Whew! Now that we have everything expanded out and somewhat simplified, let's take the gradient of the expression above and set it to the zero vector. This will allow us to solve for the optimal $\theta$ that will minimize our loss.

Math Explanation
$$\nabla_\theta (\theta^T X^T X \theta) - \nabla_\theta(2\theta^TX^T y) + \nabla_\theta(y^T y) = \vec{0}$$ Let's take derivatives one term at a time.
$$(X^T X + (X^T X)^T)\theta - \nabla_\theta(2\theta^TX^T y) + \nabla_\theta(y^T y) = \vec{0}$$ For the first term, we use the identity $\frac{\partial}{\partial x} x^T A x = (A + A^T)x$.
$$(X^T X + (X^T X)^T)\theta - 2X^T y + \nabla_\theta(y^T y) = \vec{0}$$ For the second term, we use the identity $\frac{\partial}{\partial x} x^T A = A$.
$$(X^T X + (X^T X)^T)\theta - 2X^T y + \vec{0} = \vec{0}$$ The last derivative is the easiest, since $y^T y$ does not depend on $\theta$.
$$2X^T X\theta = 2X^T y$$ Notice that $(X^T X)^T = X^T X$, so we can combine the $X^T X$ terms into $2X^TX$. We also move $2X^Ty$ to the right side of the equation.
$$\theta = (X^T X)^{-1} X^T y$$ Divide by 2 on both sides, then left-multiply by $(X^T X)^{-1}$ on both sides to solve for $\theta$.

Question 3a: Solving for Theta¶

Now that we have the analytic solution for $\theta$, let's find the optimal numerical thetas for our tips dataset.

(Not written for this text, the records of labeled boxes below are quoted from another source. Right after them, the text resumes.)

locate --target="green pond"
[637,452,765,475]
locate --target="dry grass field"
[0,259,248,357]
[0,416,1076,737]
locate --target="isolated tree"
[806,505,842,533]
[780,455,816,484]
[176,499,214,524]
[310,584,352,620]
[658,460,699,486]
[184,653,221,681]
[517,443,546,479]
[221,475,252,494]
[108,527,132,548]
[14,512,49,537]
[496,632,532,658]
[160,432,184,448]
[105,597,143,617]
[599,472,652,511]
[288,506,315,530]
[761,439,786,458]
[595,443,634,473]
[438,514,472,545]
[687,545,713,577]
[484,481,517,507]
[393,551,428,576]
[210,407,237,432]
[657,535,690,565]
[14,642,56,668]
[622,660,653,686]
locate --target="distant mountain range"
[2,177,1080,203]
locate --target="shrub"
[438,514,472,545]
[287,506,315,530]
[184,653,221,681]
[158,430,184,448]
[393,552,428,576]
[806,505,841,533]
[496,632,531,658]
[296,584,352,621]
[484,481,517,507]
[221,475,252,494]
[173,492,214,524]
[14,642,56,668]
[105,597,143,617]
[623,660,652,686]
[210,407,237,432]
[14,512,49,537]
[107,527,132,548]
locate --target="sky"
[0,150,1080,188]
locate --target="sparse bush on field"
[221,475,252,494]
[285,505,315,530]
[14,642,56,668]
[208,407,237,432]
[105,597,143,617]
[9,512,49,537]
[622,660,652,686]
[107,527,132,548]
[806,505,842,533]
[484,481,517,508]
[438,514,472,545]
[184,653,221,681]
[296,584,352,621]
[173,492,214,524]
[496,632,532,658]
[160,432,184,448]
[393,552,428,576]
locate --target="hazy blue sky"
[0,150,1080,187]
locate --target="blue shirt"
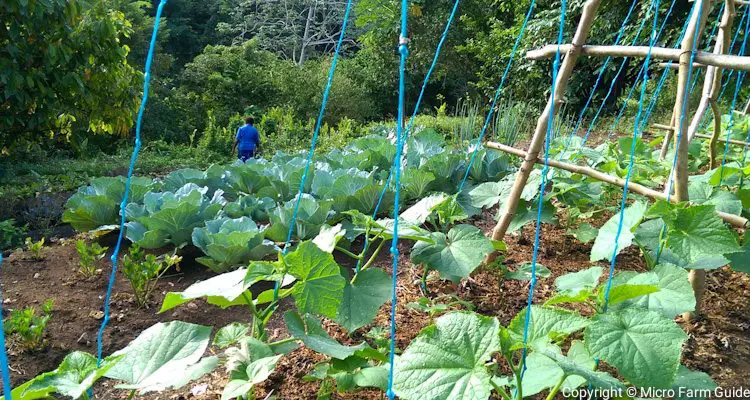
[237,125,260,151]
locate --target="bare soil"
[0,210,750,400]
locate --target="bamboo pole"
[657,62,706,69]
[526,44,750,71]
[485,0,601,263]
[485,142,750,229]
[688,0,735,143]
[653,114,674,161]
[664,0,712,321]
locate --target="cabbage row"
[63,131,511,272]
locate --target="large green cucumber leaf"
[105,321,218,393]
[335,269,392,332]
[591,201,646,262]
[618,264,695,318]
[393,312,500,400]
[667,205,740,263]
[284,311,368,360]
[159,262,274,313]
[411,225,493,281]
[508,305,589,343]
[284,241,346,318]
[584,307,687,388]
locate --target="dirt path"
[0,211,750,400]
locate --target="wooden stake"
[485,142,750,229]
[526,45,750,71]
[485,0,601,263]
[664,0,712,321]
[688,0,735,143]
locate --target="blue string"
[386,0,409,400]
[355,0,461,274]
[581,0,677,148]
[656,2,703,264]
[719,12,750,186]
[719,6,750,98]
[641,9,693,130]
[603,0,660,312]
[691,4,750,129]
[690,2,734,92]
[0,252,13,400]
[557,0,646,160]
[273,0,352,302]
[96,0,167,367]
[458,0,536,193]
[514,0,567,384]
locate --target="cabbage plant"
[125,183,226,249]
[192,217,278,273]
[62,176,155,231]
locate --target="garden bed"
[1,210,750,399]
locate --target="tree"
[218,0,356,65]
[0,0,140,154]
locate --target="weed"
[76,240,109,277]
[5,299,54,350]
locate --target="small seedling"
[76,240,109,277]
[122,245,182,308]
[25,237,44,260]
[5,299,54,350]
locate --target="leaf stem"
[547,374,568,400]
[336,246,362,260]
[490,378,513,400]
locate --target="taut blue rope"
[96,0,167,366]
[273,0,352,302]
[516,0,567,389]
[641,9,693,130]
[0,252,13,400]
[604,0,660,312]
[557,0,646,160]
[690,2,734,92]
[580,0,677,148]
[719,6,750,98]
[386,0,409,400]
[355,0,461,274]
[458,0,536,193]
[719,11,750,186]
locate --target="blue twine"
[96,0,167,367]
[691,4,750,129]
[641,9,693,130]
[719,6,750,98]
[557,0,646,160]
[0,252,13,400]
[656,2,703,264]
[581,0,677,148]
[355,0,461,274]
[273,0,352,302]
[690,2,734,92]
[458,0,536,193]
[514,0,567,384]
[386,0,409,400]
[719,12,750,186]
[603,0,660,312]
[607,1,692,139]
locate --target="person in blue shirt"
[232,117,260,162]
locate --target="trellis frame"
[485,0,750,319]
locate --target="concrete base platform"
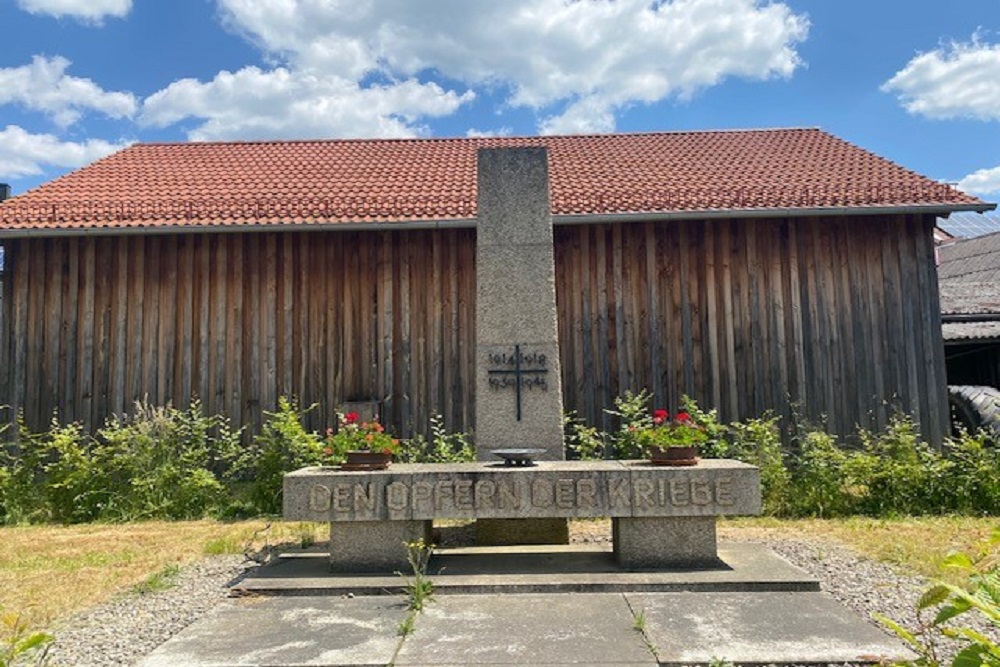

Fill out the function below.

Hints:

1. Use the np.linalg.inv function to compute matrix inverses
2. To compute the transpose of a matrix, you can use X.T or X.transpose()
In [ ]:
def get_analytical_sol(X, y):
"""
Computes the analytical solution to our least squares problem

Parameters
-----------
X: a 2D dataframe of numeric features (one-hot encoded)
y: a 1D vector of tip amounts

Returns
-----------
The estimate for theta computed using the equation mentioned above
"""
raise NotImplementedError()

In [ ]:
analytical_thetas = get_analytical_sol(one_hot_X, tips)
print("Our analytical loss is: ", l2(linear_model(analytical_thetas, one_hot_X),tips).mean())
print("Our numerical loss is: ", l2(linear_model(minimize_average_loss(l2, linear_model, one_hot_X, tips), one_hot_X), tips).mean())

In [ ]:
assert np.isclose(l2(linear_model(analytical_thetas, one_hot_X),tips).mean(), 328.61824697, rtol=1)


Question 3b: Weird Results?¶

Our analytical loss is surprisingly much worse than our numerical loss. Why is this?